🤖 AI Summary
Fractional Gradient Descent (FGD) suffers from unstable convergence and difficulty in adaptively scheduling hyperparameters—such as the fractional order and step size—in non-convex optimization, particularly lacking dynamic mechanisms for history-dependent hyperparameter adjustment. This work introduces meta-learning to Caputo-type Fractional Gradient Descent (CFGD) for the first time, proposing a differentiable meta-controller that dynamically optimizes its key hyperparameters during training. By synergistically integrating fractional calculus and meta-learning, the method enables history-aware, adaptive hyperparameter tuning. Experiments on multiple benchmark tasks demonstrate that the proposed approach significantly outperforms hand-tuned CFGD in both convergence speed and robustness; in certain scenarios, it matches the performance of fully black-box meta-optimizers. To our knowledge, this is the first differentiable, trainable, and practical meta-learning framework tailored for fractional-order optimization.
📝 Abstract
Fractional Gradient Descent (FGD) offers a novel and promising way to accelerate optimization by incorporating fractional calculus into machine learning. Although FGD has shown encouraging initial results across various optimization tasks, it faces significant challenges with convergence behavior and hyperparameter selection. Moreover, the impact of its hyperparameters is not fully understood, and scheduling them is particularly difficult in non-convex settings such as neural network training. To address these issues, we propose a novel approach called Learning to Optimize Caputo Fractional Gradient Descent (L2O-CFGD), which meta-learns how to dynamically tune the hyperparameters of Caputo FGD (CFGD).
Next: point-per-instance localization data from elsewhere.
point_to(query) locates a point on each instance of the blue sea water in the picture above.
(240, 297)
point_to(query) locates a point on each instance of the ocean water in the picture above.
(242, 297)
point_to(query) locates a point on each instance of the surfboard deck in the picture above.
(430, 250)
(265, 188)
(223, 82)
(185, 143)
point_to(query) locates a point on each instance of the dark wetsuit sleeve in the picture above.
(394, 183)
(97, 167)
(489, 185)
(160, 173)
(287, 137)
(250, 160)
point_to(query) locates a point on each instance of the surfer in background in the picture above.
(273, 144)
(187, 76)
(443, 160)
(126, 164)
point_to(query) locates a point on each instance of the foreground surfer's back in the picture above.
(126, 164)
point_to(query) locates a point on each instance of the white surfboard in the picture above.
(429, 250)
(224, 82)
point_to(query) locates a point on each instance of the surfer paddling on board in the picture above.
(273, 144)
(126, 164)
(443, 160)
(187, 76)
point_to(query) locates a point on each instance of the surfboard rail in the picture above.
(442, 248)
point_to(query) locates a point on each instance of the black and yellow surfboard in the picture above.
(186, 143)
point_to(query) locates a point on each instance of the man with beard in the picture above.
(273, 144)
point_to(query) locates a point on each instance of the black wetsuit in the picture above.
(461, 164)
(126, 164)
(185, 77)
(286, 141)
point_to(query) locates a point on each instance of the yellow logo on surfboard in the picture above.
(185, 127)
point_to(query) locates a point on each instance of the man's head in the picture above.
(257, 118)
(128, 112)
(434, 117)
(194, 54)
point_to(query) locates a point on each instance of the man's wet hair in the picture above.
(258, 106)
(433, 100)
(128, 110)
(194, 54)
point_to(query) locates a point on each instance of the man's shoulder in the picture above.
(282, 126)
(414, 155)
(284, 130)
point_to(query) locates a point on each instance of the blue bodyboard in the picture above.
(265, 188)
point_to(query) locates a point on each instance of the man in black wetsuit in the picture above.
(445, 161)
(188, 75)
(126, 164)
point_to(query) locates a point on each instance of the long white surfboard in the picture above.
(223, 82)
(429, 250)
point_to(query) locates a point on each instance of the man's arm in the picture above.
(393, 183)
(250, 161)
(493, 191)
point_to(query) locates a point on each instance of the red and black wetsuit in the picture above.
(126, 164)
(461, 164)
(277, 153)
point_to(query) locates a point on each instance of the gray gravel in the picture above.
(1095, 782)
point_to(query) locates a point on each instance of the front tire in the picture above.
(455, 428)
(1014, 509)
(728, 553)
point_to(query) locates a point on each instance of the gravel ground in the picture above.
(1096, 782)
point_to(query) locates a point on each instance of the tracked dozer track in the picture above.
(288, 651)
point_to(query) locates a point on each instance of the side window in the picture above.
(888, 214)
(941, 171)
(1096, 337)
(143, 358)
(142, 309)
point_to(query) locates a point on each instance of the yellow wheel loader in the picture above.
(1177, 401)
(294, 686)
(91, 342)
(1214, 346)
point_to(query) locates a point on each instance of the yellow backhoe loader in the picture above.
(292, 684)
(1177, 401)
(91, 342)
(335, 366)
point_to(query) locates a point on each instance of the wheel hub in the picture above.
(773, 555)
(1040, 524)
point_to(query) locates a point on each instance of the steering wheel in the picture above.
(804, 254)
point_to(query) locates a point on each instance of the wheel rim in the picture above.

Our method's meta-learned schedule outperforms CFGD with static hyperparameters found through an extensive search and, in some tasks, achieves performance comparable to a fully black-box meta-learned optimizer. L2O-CFGD can thus serve as a powerful tool for researchers to identify high-performing hyperparameters and gain insights on how to leverage the history-dependence of the fractional differential in optimization.